Awards and highlights
- 3× NFL champion (1922, 1923, 1926); Canton Daily News: 1st team all-NFL (1923);
- Stats at Pro Football Reference

= Lou Smyth =

American football player (1898–1964)

Louie Lehman Smyth (March 19, 1898 – September 11, 1964) was an American professional football player for the Canton Bulldogs from 1920 until 1923. Smyth won two NFL championships with the Bulldogs in 1922 and 1923 and another with the Yellow Jackets in 1926. He also played for the Hartford Blues, Rochester Jeffersons and the Providence Steamroller. Outside of the National Football League (NFL), he played for the Gilberton Cadamounts of the Anthracite League. During his year in Gilberton, Smyth doubled as a player with the Jeffersons.
In 1923 Smyth led the NFL in touchdowns, with 7.

Smyth was strong runner. He was able to run over opposing linemen due to his size. However, he was also an effective passer. Although he completed 25% of his passes, his passing average was better than 20-yards per completion. He also led the league in both touchdowns rushing and touchdown passes thrown, matching the record held by Jimmy Conzelman from the 1922 season. On defense, he may also have tied for the NFL lead in interceptions however no official statistics were kept at the time.

==Highlights==

- Smyth connected on a few passes to get Canton kicker Pete Henry within field goal range, for a 6-0 win over the Chicago Bears.
- A Canton win over the Chicago Cardinals resulted on November 4, 1923 when Smyth threw a 45-yard pass to Guy Chamberlin to put Canton at the Cardinals 13-yard-line.
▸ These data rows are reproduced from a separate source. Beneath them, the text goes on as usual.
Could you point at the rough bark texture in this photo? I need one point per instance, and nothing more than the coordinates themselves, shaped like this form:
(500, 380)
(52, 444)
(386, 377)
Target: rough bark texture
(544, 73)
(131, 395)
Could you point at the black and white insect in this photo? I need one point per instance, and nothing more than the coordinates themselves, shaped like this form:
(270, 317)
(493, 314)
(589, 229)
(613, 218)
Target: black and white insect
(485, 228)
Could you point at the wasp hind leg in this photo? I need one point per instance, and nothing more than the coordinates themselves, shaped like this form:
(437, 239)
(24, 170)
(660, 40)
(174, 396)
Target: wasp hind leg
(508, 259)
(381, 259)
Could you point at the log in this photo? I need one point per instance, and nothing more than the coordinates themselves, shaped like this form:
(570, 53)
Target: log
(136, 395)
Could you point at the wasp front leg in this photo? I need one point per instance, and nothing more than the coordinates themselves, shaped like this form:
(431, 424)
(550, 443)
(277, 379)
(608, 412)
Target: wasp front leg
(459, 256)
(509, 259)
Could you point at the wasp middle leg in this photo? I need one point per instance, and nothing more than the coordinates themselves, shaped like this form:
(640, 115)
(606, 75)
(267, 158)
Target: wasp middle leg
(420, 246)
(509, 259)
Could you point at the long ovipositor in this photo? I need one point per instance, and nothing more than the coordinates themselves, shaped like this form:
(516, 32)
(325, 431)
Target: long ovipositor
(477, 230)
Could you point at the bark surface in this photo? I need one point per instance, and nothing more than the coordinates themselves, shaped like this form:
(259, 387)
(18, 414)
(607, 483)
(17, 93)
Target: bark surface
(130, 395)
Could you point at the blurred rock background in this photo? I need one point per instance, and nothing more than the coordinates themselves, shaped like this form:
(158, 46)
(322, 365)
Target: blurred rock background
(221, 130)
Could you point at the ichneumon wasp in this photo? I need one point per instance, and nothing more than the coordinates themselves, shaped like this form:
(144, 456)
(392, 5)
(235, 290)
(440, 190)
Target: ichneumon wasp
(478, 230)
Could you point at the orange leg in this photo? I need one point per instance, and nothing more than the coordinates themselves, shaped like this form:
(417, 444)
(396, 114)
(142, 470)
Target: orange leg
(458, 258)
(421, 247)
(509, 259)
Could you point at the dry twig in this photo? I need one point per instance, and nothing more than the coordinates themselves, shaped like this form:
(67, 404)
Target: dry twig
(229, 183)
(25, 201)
Smyth later cross over the goal line for the winning score.
- On September 27, 1925, while playing for Rochester Jeffersons, Smyth threw a 55-yard pass to Shag Sheard during a 14-7 loss to the Canton Bulldogs.
- On October 18, 1925 Smyth threw a 40-yard pass to Eddie Lynch during a 7-6 defeat to the Waterbury Blues.
- A week later Smyth threw a 20-yard pass to Kellogg in a 33-13 loss to the Green Bay Packers.